The changes will be in place from July 2015.
Premier Colin Barnett and Local Government Minister Tony Simpson have briefed mayors and chief executive officers on the plan.
Mr Simpson said the reforms aimed to deliver strategic benefits for Perth, and financially stable councils, with a population of around 100,000 people each.
“All levels of government face pressures to provide affordable services.
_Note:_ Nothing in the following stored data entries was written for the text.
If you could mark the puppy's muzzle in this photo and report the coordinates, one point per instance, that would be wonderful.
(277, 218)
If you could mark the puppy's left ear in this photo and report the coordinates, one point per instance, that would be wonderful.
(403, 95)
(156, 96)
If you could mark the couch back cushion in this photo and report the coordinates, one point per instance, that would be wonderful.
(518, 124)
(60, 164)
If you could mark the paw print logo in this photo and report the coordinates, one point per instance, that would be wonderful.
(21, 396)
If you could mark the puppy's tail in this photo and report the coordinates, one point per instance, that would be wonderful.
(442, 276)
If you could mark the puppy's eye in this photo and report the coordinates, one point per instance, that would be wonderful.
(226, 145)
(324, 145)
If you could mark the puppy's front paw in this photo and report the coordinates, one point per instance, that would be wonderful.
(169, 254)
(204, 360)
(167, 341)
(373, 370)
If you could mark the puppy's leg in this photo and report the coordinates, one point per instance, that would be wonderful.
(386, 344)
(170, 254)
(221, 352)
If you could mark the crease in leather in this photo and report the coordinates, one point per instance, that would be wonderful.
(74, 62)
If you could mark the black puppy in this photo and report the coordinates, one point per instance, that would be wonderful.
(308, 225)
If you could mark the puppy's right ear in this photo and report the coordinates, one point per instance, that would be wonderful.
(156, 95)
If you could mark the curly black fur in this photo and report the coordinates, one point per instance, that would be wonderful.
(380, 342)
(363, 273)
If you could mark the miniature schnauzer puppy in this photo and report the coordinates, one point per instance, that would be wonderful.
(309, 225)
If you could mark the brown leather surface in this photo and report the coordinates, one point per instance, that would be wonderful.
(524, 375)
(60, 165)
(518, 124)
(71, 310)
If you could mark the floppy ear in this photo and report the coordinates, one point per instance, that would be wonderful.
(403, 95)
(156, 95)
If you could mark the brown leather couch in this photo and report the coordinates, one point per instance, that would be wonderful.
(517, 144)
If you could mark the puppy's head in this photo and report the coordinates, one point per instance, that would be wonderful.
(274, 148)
The mergers bring councils together to create economies of scale that offer the best opportunity to keep rates down and deliver services,” he said.
Mr Barnett said the reform plan redefined outdated local government boundaries to create councils with improved economies of scale and provided better co-ordination across the metropolitan area.
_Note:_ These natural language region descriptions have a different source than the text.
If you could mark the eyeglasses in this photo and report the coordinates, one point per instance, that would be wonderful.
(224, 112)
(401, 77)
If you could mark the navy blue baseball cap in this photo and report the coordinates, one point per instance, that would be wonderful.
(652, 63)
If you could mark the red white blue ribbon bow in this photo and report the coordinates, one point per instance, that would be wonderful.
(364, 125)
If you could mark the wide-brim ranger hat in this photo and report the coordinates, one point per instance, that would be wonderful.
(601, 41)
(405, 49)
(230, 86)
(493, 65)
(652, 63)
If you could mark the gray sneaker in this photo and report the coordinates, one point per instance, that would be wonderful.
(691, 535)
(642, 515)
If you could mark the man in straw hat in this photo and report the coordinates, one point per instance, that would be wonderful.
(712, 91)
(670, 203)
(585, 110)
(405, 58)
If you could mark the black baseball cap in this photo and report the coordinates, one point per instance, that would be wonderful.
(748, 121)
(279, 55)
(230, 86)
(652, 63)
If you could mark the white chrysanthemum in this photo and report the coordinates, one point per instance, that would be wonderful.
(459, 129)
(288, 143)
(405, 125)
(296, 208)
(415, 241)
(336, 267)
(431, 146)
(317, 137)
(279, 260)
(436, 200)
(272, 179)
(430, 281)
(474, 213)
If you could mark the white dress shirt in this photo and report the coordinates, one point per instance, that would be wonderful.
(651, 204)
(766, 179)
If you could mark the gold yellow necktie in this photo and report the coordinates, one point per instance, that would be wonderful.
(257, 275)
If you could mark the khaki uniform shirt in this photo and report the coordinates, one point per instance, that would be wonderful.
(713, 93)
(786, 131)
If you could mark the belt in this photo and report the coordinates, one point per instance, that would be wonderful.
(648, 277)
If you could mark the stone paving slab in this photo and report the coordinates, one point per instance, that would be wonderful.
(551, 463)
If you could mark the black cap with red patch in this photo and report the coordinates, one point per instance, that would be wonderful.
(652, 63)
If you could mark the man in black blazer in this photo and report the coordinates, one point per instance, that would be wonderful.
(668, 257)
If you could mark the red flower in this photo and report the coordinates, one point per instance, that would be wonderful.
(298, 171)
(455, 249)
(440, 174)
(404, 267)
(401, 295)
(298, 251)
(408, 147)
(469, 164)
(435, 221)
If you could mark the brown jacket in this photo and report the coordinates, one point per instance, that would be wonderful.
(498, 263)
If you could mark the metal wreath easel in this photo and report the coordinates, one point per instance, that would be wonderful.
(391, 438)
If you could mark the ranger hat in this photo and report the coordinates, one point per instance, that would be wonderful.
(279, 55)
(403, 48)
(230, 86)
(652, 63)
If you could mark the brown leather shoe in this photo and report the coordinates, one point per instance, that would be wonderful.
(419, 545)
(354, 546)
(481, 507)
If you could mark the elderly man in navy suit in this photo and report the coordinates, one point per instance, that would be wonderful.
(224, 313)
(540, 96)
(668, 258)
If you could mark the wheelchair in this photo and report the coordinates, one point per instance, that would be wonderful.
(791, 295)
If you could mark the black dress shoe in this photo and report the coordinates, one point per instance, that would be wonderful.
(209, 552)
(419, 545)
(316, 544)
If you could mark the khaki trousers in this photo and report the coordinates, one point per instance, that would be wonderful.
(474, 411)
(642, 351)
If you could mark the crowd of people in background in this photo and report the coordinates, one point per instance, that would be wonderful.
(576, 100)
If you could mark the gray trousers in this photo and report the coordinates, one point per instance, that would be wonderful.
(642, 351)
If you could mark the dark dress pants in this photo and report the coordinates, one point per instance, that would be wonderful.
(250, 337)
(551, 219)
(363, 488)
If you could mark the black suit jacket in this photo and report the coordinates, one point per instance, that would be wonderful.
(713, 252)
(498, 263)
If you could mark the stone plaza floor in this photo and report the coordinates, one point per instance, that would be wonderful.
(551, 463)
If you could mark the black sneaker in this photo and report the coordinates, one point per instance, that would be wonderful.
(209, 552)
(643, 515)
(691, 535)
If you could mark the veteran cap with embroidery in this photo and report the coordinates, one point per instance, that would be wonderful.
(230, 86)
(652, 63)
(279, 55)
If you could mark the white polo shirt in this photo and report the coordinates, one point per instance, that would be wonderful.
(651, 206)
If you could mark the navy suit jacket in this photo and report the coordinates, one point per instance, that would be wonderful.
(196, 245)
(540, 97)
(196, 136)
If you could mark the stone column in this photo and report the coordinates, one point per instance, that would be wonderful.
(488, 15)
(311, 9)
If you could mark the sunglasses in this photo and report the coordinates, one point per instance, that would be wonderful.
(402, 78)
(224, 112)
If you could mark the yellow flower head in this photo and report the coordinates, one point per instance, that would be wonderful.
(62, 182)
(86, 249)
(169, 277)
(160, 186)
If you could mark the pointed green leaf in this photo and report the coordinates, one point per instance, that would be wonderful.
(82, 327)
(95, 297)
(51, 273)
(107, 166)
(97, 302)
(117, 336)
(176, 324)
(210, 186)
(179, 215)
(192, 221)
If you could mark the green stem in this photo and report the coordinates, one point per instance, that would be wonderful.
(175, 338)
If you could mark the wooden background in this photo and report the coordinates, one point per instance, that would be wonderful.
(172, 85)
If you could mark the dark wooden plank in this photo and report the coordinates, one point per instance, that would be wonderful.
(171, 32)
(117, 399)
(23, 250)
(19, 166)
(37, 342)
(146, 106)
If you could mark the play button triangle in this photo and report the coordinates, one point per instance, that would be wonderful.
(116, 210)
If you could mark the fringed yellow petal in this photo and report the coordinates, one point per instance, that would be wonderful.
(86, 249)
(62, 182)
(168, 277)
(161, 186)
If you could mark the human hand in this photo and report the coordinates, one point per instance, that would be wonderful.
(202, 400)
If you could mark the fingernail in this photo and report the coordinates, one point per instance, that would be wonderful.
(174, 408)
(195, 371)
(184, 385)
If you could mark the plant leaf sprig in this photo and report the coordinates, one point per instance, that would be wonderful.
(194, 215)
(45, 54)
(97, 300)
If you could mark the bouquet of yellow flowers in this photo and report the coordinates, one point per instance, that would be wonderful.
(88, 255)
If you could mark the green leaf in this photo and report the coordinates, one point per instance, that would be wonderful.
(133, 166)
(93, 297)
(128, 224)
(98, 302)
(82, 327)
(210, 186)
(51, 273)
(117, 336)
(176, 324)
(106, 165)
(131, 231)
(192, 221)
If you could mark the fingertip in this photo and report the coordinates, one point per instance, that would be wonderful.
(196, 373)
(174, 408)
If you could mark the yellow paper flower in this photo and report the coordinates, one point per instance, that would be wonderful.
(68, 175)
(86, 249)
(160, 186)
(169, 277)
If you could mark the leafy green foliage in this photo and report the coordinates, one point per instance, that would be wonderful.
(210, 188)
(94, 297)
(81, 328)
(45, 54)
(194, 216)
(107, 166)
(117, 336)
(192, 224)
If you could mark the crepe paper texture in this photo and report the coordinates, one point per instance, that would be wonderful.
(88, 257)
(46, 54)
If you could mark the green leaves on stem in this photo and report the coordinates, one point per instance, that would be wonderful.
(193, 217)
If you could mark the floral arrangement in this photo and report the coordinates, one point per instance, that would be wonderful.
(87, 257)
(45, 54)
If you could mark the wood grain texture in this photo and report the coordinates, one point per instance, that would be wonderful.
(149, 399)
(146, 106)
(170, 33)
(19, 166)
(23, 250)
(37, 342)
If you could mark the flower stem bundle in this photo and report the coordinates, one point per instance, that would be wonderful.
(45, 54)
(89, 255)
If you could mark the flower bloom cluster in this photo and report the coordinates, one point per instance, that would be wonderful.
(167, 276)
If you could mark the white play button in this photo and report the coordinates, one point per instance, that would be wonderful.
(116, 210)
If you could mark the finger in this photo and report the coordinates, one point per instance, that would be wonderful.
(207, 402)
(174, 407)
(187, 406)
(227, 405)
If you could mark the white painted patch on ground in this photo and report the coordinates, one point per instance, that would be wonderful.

Nine new local government areas will be created under the changes.
Wanneroo, Joondalup and Rockingham will be the only councils not affected.
Mr Barnett refused to accept they were ramming the changes through, and said there was no reason it should mean an increase in rates.
“I said we would not have forced amalgamations, and we have not got forced amalgamations,” Mr Barnett said.
“We expect we will get agreement and it will all come together by 2015.
"But the State Government has made the decision - it will stay and this will be put in place.”
The Premier said the key objective was to create stronger councils and provide the best services for residents.
“Perth is the fastest growing city in Australia but our local government structure dates back to the late 1800s when residents, communities and the city faced vastly different issues,” Mr Barnett said.
“This is something long in the making and long overdue. Across this State we have 140 local authorities. I don’t think anyone could realistically say this is viable and functional for this State in this century.”
Mr Barnett denied he was forcing council mergers but councils will not have any avenue to debate the new boundaries. The Dadour provisions, which once allowed councils to protest against forced mergers, were abolished by the State Government today.
Mr Simpson said today was the beginning of a new era in local government.
“Fewer local governments will streamline the decision-making process,” he said.
When asked whether local governments would be forced to merge, Mr Simpson said there would be no forced mergers today. But he would not say there would never be forced mergers.
The planned mergers are:
• Melville, Fremantle and East Fremantle
• Cockburn and Kwinana
• South Perth and Victoria Park
• Armadale, Serpentine and Jarrahdale
• Stirling with parts of Vincent
• Bayswater and Bassendean
• Belmont and Kalamunda
• Nedlands and Subiaco, with Cambridge, Claremont, Cottesloe, Mosman Park and Peppermint Grove plus North Fremantle, Wembley Downs and Churchlands
• Gosnells and Canning
• Swan and Mundaring
The State Government announced at the weekend that City of Perth would take in Kings Park, the University of WA, the QEII Medical Centre and the cafe strips of Leederville and Mt Lawley under the changes.
Kevin Morgan, the mayor of Mr Barnett’s electorate in Cottesloe, said the move amounted to an “electoral fraud”.
“It most certainly is going to be a forced amalgamation. That is a force being used despite the Liberal Party going to a State election on a platform of no forced amalgamations,” Mr Morgan said.
“It is a very sad day for democracy in this State.”
Councils have been given a deadline of October 4 to come up with the new local authority maps.
The State Government would not say exactly how much the changes would cost, but one mayor placed the cost of just one merger at about $5 million.
Mr Simpson said the opposition to the changes was expected, and not surprising.
“No one is happy with any type of change. Hopefully I can get the councils to the table to agree that this is the best way forward,” Mr Simpson said.
Mr Barnett said he still intended to focus on rural councils next, despite WA Nationals leader Brendon Grylls claiming he had secured a deal which would leave regional authorities untouched.